Cette carte doit comporter les éléments suivants :

  • signature de la Direction régionale de l’alimentation, de l’alimentation, de l’agriculture et de la forêt (DRAAF) de la région concernée par la délégation ;
  • logo de la préfecture ;
  • nom de l’organisme délégataire ;
  • photo de l’agent.

A toutes fins utiles, un modèle de carte professionnelle est joint en annexe du courrier de la DGAL du 16 juillet dernier.

Pilotés par la DGAL, ces contrôles s’inscrivent dans le cadre des plans de surveillance et des plans de contrôles (PSPC) de la contamination des productions primaires animales et végétales, des denrées alimentaires d’origine animale et végétale et de l’alimentation animale.
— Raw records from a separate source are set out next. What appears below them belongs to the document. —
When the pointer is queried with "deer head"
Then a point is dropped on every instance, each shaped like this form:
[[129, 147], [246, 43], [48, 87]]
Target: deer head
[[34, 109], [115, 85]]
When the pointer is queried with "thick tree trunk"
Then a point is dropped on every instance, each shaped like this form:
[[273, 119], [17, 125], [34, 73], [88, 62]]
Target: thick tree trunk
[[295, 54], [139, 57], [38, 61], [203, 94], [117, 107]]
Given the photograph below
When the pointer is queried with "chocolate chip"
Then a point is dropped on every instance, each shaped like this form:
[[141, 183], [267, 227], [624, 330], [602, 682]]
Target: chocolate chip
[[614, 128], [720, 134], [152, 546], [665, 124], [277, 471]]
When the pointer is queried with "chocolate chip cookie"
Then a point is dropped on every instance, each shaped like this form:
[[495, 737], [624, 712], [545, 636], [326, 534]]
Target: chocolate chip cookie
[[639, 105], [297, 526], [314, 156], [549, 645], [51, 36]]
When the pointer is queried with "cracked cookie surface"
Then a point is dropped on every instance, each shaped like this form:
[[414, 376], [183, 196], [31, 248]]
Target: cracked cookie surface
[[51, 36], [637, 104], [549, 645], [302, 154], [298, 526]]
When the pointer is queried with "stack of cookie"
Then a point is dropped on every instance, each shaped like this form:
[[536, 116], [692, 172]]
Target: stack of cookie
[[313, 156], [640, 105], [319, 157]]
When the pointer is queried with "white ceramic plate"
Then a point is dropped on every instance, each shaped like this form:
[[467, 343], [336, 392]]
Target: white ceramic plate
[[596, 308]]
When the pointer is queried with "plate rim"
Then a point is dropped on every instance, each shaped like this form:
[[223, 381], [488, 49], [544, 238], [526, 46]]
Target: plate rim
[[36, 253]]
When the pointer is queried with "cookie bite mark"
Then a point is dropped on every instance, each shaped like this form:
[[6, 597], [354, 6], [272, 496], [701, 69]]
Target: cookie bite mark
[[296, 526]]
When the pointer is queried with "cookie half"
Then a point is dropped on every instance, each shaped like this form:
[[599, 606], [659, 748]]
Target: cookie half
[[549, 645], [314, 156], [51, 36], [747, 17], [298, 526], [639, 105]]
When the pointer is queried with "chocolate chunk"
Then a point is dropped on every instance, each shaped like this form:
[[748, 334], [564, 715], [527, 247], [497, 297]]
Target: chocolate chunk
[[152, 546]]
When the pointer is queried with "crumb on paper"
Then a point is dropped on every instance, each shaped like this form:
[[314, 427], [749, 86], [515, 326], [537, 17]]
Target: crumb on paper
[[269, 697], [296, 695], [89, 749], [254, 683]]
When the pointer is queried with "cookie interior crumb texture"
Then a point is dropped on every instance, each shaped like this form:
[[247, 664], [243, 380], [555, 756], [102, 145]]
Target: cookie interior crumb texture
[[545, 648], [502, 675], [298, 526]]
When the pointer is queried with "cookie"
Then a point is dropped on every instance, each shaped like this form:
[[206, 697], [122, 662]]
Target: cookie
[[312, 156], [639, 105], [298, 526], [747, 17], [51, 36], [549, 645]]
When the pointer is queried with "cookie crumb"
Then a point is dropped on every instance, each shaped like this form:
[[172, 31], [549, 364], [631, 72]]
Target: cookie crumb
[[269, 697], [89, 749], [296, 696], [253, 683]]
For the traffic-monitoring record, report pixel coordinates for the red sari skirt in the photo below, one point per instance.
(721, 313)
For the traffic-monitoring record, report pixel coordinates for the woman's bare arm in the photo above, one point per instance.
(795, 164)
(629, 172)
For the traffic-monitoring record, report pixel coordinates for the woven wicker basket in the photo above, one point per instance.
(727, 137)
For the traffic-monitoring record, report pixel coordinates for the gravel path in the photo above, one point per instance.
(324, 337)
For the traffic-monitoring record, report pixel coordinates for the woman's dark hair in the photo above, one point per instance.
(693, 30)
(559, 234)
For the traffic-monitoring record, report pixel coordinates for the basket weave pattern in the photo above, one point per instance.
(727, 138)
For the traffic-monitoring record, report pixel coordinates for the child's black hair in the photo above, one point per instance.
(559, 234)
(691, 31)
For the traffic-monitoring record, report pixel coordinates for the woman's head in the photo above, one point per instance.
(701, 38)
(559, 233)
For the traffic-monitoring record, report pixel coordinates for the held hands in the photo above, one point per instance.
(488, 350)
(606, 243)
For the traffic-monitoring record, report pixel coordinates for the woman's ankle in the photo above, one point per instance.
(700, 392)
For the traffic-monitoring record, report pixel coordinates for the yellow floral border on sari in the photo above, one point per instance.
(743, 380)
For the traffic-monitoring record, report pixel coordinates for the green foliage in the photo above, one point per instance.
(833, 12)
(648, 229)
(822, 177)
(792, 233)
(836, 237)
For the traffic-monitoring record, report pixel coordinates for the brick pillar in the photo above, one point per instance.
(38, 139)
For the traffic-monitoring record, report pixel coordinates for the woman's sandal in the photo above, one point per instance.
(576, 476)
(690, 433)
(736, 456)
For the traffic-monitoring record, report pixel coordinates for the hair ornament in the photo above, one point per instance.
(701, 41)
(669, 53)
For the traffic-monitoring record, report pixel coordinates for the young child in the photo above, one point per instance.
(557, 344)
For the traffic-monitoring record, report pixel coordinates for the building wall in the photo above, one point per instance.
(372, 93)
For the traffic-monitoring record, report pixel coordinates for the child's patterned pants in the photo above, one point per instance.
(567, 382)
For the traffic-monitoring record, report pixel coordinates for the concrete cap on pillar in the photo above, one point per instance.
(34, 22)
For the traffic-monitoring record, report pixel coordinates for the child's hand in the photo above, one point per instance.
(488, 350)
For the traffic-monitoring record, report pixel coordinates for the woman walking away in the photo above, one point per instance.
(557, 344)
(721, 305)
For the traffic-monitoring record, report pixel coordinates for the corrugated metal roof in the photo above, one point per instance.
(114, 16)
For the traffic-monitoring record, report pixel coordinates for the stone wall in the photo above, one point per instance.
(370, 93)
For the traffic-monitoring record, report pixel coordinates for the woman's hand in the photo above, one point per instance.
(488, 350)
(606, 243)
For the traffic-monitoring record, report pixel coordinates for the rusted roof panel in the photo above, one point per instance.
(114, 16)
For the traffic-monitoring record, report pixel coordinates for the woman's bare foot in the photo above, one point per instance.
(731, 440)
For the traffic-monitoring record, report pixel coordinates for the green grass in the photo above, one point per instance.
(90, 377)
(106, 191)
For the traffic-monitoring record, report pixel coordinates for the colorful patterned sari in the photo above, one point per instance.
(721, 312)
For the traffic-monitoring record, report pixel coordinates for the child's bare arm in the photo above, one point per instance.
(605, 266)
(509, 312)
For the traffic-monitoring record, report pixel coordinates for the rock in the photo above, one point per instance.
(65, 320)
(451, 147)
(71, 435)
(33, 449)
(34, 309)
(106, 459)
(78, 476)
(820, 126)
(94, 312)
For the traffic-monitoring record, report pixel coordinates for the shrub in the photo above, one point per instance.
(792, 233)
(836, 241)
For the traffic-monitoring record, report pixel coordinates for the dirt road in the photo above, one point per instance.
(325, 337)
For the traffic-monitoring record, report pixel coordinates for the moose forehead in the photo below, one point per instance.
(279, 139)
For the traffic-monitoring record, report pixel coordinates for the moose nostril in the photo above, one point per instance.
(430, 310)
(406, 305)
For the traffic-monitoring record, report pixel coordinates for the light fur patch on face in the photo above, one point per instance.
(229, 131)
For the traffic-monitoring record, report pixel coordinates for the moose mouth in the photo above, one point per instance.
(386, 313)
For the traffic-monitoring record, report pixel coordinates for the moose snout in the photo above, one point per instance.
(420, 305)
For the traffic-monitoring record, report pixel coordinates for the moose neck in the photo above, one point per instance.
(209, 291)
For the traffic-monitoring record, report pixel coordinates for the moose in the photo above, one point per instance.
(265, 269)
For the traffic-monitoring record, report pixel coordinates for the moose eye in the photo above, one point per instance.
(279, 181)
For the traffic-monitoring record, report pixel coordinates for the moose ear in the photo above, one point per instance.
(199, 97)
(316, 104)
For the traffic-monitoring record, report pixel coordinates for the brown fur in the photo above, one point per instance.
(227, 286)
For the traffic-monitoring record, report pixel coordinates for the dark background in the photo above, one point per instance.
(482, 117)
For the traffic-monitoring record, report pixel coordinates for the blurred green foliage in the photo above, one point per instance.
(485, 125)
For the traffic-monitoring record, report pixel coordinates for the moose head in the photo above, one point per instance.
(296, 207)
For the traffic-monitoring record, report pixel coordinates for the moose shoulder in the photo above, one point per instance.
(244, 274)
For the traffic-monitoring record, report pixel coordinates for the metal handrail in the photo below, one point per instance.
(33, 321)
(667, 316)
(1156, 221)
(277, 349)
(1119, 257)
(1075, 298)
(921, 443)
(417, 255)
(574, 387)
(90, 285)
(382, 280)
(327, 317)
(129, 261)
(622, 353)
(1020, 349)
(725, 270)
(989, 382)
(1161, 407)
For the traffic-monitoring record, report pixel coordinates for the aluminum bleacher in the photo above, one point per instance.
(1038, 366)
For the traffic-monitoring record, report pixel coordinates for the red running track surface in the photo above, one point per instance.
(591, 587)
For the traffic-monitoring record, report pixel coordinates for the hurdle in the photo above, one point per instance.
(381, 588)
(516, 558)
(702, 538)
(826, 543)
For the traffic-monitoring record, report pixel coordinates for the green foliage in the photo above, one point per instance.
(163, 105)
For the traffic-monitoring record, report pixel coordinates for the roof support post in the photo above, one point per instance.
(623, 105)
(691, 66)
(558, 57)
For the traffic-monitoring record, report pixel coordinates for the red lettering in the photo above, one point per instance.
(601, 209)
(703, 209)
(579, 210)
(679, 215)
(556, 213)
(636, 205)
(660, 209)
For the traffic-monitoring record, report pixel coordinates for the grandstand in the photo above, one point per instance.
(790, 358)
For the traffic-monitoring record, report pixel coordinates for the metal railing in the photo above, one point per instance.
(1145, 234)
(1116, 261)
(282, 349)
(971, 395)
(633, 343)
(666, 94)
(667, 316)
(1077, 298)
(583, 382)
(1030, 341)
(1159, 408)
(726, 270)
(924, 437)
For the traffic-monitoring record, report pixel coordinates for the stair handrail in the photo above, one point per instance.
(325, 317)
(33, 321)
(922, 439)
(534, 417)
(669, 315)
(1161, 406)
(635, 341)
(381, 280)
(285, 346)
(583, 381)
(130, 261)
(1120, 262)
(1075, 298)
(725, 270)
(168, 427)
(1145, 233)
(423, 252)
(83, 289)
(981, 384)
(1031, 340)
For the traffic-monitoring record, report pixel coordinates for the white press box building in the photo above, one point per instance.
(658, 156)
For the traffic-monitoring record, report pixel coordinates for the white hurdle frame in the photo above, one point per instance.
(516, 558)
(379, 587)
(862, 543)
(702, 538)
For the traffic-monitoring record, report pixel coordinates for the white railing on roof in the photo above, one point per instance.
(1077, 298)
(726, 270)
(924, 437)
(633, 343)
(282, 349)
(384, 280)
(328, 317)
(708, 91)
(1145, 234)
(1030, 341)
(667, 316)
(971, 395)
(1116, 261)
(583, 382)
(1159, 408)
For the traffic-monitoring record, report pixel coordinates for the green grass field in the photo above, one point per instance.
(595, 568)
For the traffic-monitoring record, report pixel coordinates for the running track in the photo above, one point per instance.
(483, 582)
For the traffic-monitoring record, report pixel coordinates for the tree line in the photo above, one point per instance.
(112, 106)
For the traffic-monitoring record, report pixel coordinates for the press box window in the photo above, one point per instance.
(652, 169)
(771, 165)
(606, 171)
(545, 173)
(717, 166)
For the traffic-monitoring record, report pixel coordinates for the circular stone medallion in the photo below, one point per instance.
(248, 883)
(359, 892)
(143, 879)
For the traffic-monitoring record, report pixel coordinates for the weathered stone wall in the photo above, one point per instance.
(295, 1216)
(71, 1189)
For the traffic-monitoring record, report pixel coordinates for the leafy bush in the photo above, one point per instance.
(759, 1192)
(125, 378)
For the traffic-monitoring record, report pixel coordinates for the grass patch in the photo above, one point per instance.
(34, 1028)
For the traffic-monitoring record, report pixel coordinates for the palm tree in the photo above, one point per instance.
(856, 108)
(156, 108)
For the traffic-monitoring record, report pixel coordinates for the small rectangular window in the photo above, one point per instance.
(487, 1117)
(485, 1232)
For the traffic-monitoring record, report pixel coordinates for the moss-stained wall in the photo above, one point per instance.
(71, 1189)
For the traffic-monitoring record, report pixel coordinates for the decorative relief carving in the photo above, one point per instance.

Les compléments alimentaires font partie des produits concernés par le plan de contrôle des denrées alimentaires contenant des ingrédients soumis à des restrictions d’utilisation.

En leur qualité de distributeurs, les pharmacies d’officine entrent donc dans le champ d’application du plan de contrôle dont l’objectif n’est pas de remettre en question la qualité des prestations des pharmaciens d’officine mais de vérifier la conformité des compléments alimentaires commercialisés par les fabricants.

Nous appelons votre attention sur le fait que le refus de vous soumettre à ces contrôles peut vous exposer à une peine de six mois d’emprisonnement ainsi qu’à 15 000 euros d’amende, conformément aux dispositions du I. de l’article L. 205-11 du code rural et de la pêche maritime, ainsi qu’au prononcé de sanctions disciplinaires.

Enfin, nous avons été alertés par un certain nombre de confrères nous indiquant que des agents de contrôle de l’Etat réclament la production du formulaire CERFA 13984 relatif à la déclaration de manipulation de denrées alimentaires d’origine animale, notamment au titre de la vente de laits infantiles ou de compléments alimentaires à l’officine.

Nous vous rappelons que les pharmacies d’officine ne font pas partie des catégories d’établissements concernées par l’obligation de remplissage de ce formulaire, de sorte que les autorités de contrôle ne sont pas fondées à vous réclamer la présentation de ce document.

Pour en savoir plus, vous pouvez consulter :

– Site internet du Conseil national de l’Ordre des pharmaciens – Compléments alimentaires en officine : contrôle de la DGAL effectués par des agents délégataires.

Rappel sur la procédure départ à l’étranger

1- Cette procédure n’est valable que pour les assurés des caisses primaires de la région PACA.

2- La mention du médecin sur l’ordonnance est obligatoire  » délivrance en une fois pour cause de départ à l’étranger ».

3- L’attestation sur l’honneur remplie et signée par le patient doit être jointe à l’ordonnance.

4- On doit facturer le modèle le plus économique pour la sécu (1 boite de 90 et pas 3×30)

5- Attention aux autres conditionnements qui obéissent à la règle des 28 jours (Doliprane par exemple).